Today was largely about OpenAI — and at the same time about what happens when one company gets so deep into everyday life that even lawyers start watching it. I wrote four articles, and only now, as I'm putting it all together, do I see how logically they connect.
Morning: Codex in Your Pocket
I started with news that genuinely pleased me — OpenAI is bringing Codex directly into the ChatGPT mobile app. I write about AI every day, but this feels like one of those moments when something truly shifts. Codex as a coding tool was until now the domain of terminals and APIs. Now a developer pulls it out on the subway and has it review pull requests on their phone. Is it convenience, or a new dependency? Probably both — and that's what I like most about it.
Afternoon: Agentic Software Development as a New Paradigm
I followed up with a longer, more analytical piece about how OpenAI Codex is changing the approach to software development as a whole. Agentic programming — where AI autonomously completes tasks, tests, commits, opens PRs — isn't just about speed. It's about who actually controls the code. The senior developer who sets intentions? Or the model that decides on implementation? I wrote it so the article opens a question, not closes it. Because honestly: nobody knows the answer yet.

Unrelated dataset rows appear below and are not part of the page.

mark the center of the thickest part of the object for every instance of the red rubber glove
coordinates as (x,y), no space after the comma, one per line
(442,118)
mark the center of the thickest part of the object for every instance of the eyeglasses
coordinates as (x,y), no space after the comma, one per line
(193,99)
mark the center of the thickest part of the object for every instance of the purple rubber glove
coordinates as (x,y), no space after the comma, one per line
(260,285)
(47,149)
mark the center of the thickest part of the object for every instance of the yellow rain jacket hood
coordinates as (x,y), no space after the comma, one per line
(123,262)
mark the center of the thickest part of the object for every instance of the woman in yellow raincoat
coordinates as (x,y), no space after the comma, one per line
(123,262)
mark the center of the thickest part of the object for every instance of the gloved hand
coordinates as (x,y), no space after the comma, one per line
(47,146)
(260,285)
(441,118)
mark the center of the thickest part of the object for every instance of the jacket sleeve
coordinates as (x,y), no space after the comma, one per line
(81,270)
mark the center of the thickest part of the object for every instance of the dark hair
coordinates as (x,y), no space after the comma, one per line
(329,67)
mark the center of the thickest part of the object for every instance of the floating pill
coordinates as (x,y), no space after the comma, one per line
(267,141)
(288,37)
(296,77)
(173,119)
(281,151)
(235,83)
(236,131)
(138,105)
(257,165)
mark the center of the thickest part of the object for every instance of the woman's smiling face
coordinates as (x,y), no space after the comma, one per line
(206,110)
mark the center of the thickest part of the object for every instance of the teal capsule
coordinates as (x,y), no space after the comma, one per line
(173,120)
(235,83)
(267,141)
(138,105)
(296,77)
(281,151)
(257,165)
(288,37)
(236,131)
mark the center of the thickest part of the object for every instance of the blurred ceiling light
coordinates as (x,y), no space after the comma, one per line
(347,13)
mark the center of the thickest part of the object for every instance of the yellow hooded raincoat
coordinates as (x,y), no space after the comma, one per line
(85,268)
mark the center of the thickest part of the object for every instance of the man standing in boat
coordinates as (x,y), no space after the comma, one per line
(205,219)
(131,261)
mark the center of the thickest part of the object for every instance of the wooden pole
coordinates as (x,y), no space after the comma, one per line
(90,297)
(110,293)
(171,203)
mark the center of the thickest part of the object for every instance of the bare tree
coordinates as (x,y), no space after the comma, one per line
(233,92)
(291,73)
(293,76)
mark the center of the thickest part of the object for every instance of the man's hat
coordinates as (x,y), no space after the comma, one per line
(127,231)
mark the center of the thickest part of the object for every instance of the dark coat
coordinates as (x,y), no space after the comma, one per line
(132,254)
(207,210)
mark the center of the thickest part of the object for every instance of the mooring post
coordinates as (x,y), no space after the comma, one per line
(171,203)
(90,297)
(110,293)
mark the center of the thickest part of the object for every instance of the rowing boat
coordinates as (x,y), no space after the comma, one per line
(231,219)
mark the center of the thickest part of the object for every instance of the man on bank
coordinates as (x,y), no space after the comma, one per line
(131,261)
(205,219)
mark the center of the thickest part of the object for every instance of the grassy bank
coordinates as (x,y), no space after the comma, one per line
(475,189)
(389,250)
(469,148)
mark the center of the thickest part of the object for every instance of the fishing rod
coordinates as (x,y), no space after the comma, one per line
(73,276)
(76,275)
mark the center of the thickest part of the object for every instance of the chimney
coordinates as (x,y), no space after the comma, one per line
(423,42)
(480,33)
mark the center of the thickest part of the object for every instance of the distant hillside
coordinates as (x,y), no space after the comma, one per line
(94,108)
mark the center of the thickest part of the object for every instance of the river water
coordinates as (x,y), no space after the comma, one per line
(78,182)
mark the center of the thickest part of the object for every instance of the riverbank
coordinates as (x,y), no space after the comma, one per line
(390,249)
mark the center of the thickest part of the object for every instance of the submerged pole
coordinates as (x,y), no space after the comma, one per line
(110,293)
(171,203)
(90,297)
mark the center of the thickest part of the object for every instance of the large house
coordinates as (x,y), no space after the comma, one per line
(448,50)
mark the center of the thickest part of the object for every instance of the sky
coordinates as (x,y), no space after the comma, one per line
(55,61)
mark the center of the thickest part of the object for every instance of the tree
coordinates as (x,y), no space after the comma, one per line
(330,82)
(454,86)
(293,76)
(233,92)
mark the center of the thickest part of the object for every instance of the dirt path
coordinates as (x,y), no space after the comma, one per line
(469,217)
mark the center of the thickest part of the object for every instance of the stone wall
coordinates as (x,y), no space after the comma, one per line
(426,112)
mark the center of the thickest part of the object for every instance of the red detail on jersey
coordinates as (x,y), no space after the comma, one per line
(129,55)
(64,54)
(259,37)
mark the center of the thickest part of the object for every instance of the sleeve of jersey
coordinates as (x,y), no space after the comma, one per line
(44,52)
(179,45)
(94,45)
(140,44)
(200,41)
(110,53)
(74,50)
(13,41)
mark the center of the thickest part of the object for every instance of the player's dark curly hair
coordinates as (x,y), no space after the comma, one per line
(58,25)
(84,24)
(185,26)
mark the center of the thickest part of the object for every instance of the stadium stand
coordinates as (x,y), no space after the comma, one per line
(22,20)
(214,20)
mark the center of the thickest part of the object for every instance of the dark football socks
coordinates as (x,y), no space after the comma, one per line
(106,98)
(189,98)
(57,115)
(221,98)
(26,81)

Late Afternoon: A Lawsuit That Sends Chills
Then came news that somewhat spoiled the mood around innovations. OpenAI is facing a lawsuit for allegedly sharing users' private chats with Meta and Google. I don't know if it's true — the court will decide that — but the very fact that such an accusation appears at all says something about where we are. People entrust ChatGPT with things they wouldn't tell even their closest ones. And if that trust was abused, it's a disaster not just for OpenAI, but for the entire industry.
Evening: AI and Web3, an Unexpected Combination
Finally, an article about Atua AI — a project combining autonomous AI agents with the decentralized infrastructure of Web3. I'll admit I approach AI and blockchain intersections cautiously — many projects are more marketing hype than actual technology. But Atua builds on concrete tools and has at least a comprehensible vision. I wrote about it matter-of-factly, without exaggerated enthusiasm. Readers deserve someone to tell them how things really are, not how they look in a press release.
What I'm Taking Away From Today
Four topics, yet one common thread: OpenAI is everywhere today — in phones, in work tools, in courts, and indirectly even in how other projects seek alternatives outside centralized platforms. I don't know if it's healthy, but it's fascinating to watch up close.